Two lines have equations
\(\mathbf{r} = \begin{pmatrix} 5 \\ 1 \\ -4 \end{pmatrix} + s \begin{pmatrix} 1 \\ -1 \\ 3 \end{pmatrix}\) and \(\mathbf{r} = \begin{pmatrix} p \\ 4 \\ -2 \end{pmatrix} + t \begin{pmatrix} 2 \\ 5 \\ -4 \end{pmatrix}\),
where \(p\) is a constant. It is given that the lines intersect.
Find the value of \(p\) and determine the coordinates of the point of intersection.
Solution
To find the intersection, equate the parametric equations of the lines:
\(\begin{pmatrix} 5 + s \\ 1 - s \\ -4 + 3s \end{pmatrix} = \begin{pmatrix} p + 2t \\ 4 + 5t \\ -2 - 4t \end{pmatrix}\).
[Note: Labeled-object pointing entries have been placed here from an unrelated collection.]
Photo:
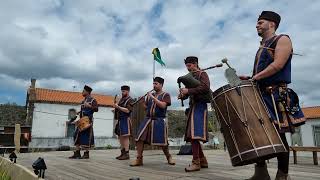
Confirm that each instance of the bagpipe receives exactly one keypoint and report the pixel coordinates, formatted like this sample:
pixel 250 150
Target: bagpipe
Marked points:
pixel 189 81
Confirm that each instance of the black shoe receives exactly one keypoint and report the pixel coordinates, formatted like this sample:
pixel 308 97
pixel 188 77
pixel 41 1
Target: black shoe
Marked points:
pixel 76 155
pixel 85 155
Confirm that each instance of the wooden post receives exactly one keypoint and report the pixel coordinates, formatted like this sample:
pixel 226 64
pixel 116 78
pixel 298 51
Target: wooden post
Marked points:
pixel 294 156
pixel 17 136
pixel 315 158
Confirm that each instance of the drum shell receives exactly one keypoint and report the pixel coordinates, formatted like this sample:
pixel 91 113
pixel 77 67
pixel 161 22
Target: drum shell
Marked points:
pixel 83 123
pixel 249 134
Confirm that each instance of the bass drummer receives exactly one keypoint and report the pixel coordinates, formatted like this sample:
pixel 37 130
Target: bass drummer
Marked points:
pixel 85 139
pixel 272 71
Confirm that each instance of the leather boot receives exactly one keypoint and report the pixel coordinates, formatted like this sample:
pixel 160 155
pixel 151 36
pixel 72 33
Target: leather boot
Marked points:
pixel 170 160
pixel 260 173
pixel 125 156
pixel 76 155
pixel 194 166
pixel 122 151
pixel 203 162
pixel 137 162
pixel 85 155
pixel 282 176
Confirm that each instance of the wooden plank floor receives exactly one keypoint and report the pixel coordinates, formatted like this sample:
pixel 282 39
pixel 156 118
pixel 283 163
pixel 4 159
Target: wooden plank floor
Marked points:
pixel 103 165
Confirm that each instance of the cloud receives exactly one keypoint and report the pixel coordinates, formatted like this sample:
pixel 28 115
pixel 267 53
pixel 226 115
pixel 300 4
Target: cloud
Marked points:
pixel 108 44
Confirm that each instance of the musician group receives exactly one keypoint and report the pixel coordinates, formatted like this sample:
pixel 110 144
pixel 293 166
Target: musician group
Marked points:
pixel 271 74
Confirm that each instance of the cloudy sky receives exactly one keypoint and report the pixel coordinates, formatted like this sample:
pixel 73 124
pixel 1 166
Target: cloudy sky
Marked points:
pixel 108 43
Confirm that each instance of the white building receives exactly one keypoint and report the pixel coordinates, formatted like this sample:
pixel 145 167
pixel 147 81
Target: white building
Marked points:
pixel 309 133
pixel 48 111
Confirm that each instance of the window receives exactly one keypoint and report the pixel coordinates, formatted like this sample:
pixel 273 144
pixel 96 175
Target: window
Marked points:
pixel 316 135
pixel 72 114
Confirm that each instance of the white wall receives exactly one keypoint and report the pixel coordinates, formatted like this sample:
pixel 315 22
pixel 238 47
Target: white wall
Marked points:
pixel 45 124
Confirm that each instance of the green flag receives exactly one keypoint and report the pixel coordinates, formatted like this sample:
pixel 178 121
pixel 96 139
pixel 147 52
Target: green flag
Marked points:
pixel 157 56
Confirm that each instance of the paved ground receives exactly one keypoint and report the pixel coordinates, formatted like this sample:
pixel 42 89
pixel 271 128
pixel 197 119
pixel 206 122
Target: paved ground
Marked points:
pixel 103 165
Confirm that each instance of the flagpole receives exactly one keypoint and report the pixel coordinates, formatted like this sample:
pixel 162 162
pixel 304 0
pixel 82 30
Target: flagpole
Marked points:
pixel 154 69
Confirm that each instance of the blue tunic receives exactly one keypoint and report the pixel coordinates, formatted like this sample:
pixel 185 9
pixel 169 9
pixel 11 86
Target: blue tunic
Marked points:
pixel 287 102
pixel 124 118
pixel 153 129
pixel 197 122
pixel 85 138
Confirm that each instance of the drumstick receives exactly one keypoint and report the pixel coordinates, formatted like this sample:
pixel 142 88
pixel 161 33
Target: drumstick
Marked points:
pixel 274 106
pixel 225 60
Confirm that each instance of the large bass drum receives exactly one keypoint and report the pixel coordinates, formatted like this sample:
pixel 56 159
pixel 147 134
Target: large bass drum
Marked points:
pixel 248 132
Equating components, we get:
1. \(5 + s = p + 2t\)
2. \(1 - s = 4 + 5t\)
3. \(-4 + 3s = -2 - 4t\)
From equation 2: \(s = -3 - 5t\).
Substitute \(s = -3 - 5t\) into equation 3:
\(-4 + 3(-3 - 5t) = -2 - 4t\)
\(-4 - 9 - 15t = -2 - 4t\)
\(-13 - 15t = -2 - 4t\)
\(-11 = 11t\)
\(t = -1\).
Substitute \(t = -1\) into \(s = -3 - 5t\):
\(s = -3 - 5(-1) = 2\).
Substitute \(s = 2\) and \(t = -1\) into equation 1:
\(5 + 2 = p + 2(-1)\)
\(7 = p - 2\)
\(p = 9\).
Thus, the value of \(p\) is 9. The intersection point is:
\(\begin{pmatrix} 5 + 2 \\ 1 - 2 \\ -4 + 3(2) \end{pmatrix} = \begin{pmatrix} 7 \\ -1 \\ 2 \end{pmatrix}\).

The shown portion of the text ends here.